A department store of that scale already has well-established customer relationships, based on product quality and an omni-channel experience. By adding rental, Magid says Bloomingdales is able to provide shoppers “the freedom to experiment with new trends or choose pieces from the brands they already love without the financial investment.” She adds that My List “has expanded our customer base, specifically millennial and Gen Z, given their interest in the rental market.”
To get a slice of this growing market, URBN, parent company to Urban Outfitters, Anthropologie and Free People, took a different route. It started a brand-new business called Nuuly. It’s rental-only and, for $88, gives shoppers the option to lease pieces from other URBN labels plus other outside designers and even vintage.
“We created Nuuly to offer customers an affordable way to infuse frequent newness into their wardrobes and try new brands and trends,” says Kim Gallagher, Nuuly’s Director of Marketing and Customer Success. “We believe that there will continue to be items that customers want to buy and items they want to rent.”
Meanwhile, brands like Banana Republic, Loft, Express and even Ba&sh have introduced direct-to-consumer rental models, which let shoppers engage with their products in a new way and give them a solution to the problem of excess inventory. Vegan outerwear company Apparis has an initiative called Faux Fur Friday, where New York-based customers can rent items for the weekend, free of charge, from its SoHo showroom so long as the items are returned by the following Monday.

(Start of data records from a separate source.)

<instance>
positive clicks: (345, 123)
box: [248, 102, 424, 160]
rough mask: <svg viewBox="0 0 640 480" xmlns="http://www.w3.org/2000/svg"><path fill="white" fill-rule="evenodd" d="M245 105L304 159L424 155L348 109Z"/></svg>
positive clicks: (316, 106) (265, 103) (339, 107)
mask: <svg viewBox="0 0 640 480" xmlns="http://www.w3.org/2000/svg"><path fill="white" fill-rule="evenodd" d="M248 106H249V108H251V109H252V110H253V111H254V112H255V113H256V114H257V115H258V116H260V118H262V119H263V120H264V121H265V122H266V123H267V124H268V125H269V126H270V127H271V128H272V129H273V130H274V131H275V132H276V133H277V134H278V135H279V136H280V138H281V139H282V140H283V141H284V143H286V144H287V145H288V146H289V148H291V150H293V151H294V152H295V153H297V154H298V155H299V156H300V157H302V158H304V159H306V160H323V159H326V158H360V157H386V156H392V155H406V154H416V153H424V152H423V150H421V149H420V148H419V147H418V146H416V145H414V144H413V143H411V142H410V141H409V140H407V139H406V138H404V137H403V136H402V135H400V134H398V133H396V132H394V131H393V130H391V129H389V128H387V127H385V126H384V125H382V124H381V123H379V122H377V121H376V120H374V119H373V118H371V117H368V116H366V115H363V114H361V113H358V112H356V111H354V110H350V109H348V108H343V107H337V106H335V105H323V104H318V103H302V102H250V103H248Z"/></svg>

Some designers — including BA&SH, Apparis and Rebecca Taylor — maintain a relationship with Rent the Runway and third-party rental systems while employing their own direct-to-consumer version.
“Rebecca Taylor continues to work very closely with RTR as they are great partners and we have worked with them since their inception,” says Janice Sullivan, the brand’s CEO. In November 2018, Rebecca Taylor introduced its own rental service, called RNTD. “It’s interesting to see how the data aligns but also fascinating to see what resonates with their customers may sometimes be different than what resonates with ours.” RNTD is programmed by CaaStle, which provides Rebecca Taylor with “advantages [which] include having access to lots of granular data,” she adds, noting that the brand has seen “high keep rates on items rented,” an increased average order value and a rise in incremental sales.
VillageLuxe’s Gudish-Krieger finds that the rental model offers a financial incentive that’s mutually beneficial to both lenders and borrowers. “Rental empowers women to play, test, evolve in their fashion journey, which benefits both the consumer and the brands she discovers,” she says. Through the sharing economy, shoppers can maximize their purchase and treat products as a reflection of their personal value and those of the overall market. “Fashion ROI [return on investment] doesn’t have to be just bang for buck on how many wears you get for an item, but will naturally grow to incorporate rental value as well.” Not to mention resale value, to bring up another popular method of extending a product’s lifecycle.
This behavioral shift could teach consumers to see an item’s longevity and potential future value differently — and, in the end, hopefully encourage more mindful shopping.